Tuesday, April 18th, 2017

Dear Editor:

It comes as no surprise to me that the outlook for our City is bleak. I hope it does not come as surprise to you. We have known for some time now that we were spending more than we made. That we were slow on collecting monies owed the City and that we were not managing the budget in a more professional manner. There is no “single” event” that brought us to where we are today – On the Brink of Bankruptcy. It was many years for promises not kept, contracts poorly negotiated, special interests having to be placated. We saw it coming, the slow way hiring of new officers was happening, the passing of specific measures to address crime. But poorly implementing them.
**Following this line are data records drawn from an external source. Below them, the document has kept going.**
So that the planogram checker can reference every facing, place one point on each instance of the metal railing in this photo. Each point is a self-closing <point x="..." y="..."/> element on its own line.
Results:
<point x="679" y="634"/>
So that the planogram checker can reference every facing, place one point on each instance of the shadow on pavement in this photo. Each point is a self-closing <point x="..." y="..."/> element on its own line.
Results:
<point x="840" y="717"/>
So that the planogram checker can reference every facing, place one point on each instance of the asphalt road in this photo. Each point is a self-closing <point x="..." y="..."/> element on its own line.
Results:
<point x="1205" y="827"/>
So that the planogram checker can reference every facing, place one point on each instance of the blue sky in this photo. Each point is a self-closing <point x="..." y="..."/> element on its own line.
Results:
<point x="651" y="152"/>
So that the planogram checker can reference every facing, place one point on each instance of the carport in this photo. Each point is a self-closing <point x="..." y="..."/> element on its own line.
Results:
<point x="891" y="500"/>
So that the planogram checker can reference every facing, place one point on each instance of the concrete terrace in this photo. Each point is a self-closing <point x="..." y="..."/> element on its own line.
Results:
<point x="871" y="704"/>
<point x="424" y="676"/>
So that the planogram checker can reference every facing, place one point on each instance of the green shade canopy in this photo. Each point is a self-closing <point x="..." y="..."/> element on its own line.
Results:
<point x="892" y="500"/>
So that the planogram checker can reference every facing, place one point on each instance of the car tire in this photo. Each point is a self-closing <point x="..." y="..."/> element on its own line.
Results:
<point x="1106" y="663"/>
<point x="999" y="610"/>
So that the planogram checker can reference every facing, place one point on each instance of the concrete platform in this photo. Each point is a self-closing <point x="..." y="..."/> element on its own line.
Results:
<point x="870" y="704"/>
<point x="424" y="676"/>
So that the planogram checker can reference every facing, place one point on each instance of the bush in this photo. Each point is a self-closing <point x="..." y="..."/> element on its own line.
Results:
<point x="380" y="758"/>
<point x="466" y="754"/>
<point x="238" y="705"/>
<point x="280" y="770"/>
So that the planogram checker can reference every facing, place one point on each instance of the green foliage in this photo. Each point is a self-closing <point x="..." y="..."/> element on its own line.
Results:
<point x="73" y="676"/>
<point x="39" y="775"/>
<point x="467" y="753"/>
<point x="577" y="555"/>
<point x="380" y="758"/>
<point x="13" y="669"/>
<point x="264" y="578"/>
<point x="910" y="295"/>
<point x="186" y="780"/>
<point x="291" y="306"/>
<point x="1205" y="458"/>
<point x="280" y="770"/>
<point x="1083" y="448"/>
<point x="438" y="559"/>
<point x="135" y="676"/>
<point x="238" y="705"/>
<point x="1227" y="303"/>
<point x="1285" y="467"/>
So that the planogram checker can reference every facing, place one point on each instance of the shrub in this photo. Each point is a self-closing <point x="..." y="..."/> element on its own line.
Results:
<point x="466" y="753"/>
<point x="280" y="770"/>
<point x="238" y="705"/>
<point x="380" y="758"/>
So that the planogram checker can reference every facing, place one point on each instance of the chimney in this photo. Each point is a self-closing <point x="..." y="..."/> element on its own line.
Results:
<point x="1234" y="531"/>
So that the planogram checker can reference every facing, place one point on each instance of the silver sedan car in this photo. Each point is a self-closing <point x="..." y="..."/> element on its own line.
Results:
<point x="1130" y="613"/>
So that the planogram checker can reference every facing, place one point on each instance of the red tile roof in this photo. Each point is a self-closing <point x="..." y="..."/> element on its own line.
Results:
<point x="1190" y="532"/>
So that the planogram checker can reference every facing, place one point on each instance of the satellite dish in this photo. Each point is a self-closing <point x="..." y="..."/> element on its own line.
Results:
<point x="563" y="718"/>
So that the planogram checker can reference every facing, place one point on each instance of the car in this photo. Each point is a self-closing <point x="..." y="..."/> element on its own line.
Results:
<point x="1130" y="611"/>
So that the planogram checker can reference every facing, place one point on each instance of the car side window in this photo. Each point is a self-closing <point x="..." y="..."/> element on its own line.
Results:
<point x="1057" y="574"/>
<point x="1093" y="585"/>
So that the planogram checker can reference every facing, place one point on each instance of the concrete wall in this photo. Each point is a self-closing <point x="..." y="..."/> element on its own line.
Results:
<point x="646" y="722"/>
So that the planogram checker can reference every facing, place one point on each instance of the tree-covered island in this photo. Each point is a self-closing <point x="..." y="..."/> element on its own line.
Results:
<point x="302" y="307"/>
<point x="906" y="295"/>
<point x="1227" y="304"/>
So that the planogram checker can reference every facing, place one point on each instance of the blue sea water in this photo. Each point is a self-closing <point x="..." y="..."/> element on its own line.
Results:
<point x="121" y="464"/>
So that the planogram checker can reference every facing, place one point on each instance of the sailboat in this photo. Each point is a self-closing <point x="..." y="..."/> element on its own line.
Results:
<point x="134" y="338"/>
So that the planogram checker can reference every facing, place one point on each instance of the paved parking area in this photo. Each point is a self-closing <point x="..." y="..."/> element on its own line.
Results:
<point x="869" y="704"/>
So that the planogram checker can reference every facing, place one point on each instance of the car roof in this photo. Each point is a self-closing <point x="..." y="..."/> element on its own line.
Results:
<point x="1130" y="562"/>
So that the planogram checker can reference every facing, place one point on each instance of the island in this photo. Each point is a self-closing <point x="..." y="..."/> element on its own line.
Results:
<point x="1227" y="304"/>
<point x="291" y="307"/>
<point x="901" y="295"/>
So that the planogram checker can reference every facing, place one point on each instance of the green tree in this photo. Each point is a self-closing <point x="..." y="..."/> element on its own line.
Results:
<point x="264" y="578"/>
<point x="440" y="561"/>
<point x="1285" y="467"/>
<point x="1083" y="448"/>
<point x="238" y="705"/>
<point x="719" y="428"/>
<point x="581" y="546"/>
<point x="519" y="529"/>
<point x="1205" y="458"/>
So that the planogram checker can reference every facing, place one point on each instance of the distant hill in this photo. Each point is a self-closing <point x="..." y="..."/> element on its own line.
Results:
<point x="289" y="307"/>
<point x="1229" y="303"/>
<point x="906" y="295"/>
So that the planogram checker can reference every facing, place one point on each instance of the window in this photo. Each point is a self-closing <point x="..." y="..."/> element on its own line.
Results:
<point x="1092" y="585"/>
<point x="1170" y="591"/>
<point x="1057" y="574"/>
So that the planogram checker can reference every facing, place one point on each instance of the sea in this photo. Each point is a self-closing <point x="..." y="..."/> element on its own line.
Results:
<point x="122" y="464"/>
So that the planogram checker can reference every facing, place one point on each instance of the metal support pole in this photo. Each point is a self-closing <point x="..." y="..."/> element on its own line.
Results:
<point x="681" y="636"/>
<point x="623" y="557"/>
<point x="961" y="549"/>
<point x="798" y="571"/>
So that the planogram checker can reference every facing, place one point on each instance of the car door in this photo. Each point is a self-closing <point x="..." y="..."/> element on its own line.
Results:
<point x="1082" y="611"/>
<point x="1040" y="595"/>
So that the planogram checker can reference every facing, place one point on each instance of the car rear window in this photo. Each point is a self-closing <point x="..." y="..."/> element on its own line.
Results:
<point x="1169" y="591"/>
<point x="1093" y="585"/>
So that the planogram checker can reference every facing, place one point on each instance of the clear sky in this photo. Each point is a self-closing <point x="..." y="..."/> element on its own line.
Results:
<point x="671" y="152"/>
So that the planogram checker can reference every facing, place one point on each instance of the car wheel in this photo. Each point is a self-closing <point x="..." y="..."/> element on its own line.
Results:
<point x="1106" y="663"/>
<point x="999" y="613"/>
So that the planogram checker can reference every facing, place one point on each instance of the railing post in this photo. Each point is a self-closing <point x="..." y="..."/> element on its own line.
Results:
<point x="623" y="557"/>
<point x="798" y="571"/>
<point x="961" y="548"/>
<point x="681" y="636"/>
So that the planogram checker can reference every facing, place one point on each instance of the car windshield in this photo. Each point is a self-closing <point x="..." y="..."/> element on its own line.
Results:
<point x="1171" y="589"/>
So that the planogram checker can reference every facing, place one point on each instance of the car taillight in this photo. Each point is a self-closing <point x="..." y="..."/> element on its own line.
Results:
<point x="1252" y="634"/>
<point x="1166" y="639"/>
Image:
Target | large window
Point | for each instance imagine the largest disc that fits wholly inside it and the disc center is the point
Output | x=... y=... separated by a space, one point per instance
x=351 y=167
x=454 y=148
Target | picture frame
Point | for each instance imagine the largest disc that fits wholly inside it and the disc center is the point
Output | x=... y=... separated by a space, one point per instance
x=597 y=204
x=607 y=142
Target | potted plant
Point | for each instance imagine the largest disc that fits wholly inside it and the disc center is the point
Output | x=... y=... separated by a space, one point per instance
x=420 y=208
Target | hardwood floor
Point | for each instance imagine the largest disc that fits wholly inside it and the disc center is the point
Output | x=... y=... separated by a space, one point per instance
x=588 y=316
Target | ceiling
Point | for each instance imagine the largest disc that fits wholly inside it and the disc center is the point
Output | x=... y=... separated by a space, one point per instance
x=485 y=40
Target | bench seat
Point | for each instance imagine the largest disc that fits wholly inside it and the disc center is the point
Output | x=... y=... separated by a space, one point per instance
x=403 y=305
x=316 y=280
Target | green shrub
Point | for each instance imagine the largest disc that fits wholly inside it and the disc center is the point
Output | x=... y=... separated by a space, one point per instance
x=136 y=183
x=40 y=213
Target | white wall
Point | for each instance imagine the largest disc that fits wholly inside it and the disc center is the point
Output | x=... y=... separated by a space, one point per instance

Increasing taxes on landlords to help our city.

But now we are down to the brass tacks. I have faith and believe there is a path through all this mess that can bring us out the other side. Cuts, slashes in retiree retirement pay, make them have to carry a larger portion of healthcare and other benefits, roll back salaries on employees. Increase fees for inspections, use fees, and some permits. Get the police number where it needs to be. It is a fairly simple solution that requires a hand implementation. 1. Save now, anyway we can. 2. Complete the police staffing. 3. Reduce our crime rate. 4 With a safer city people might want to live and spend money here and that might help us to recover. Even if we declare Bankruptcy, we still have the obligation to get our fiscal house in order. We still have to balance the budget.

We still have to settle with the claimants. We still have to pay our legal bills, and we still have to deal with our unfunded liabilities. So, running from the problem will not work. If we file, there will not a positive trusting relationship between the bankers, suppliers, vendors, employee organizations and the city management. That will just make things worse than they are.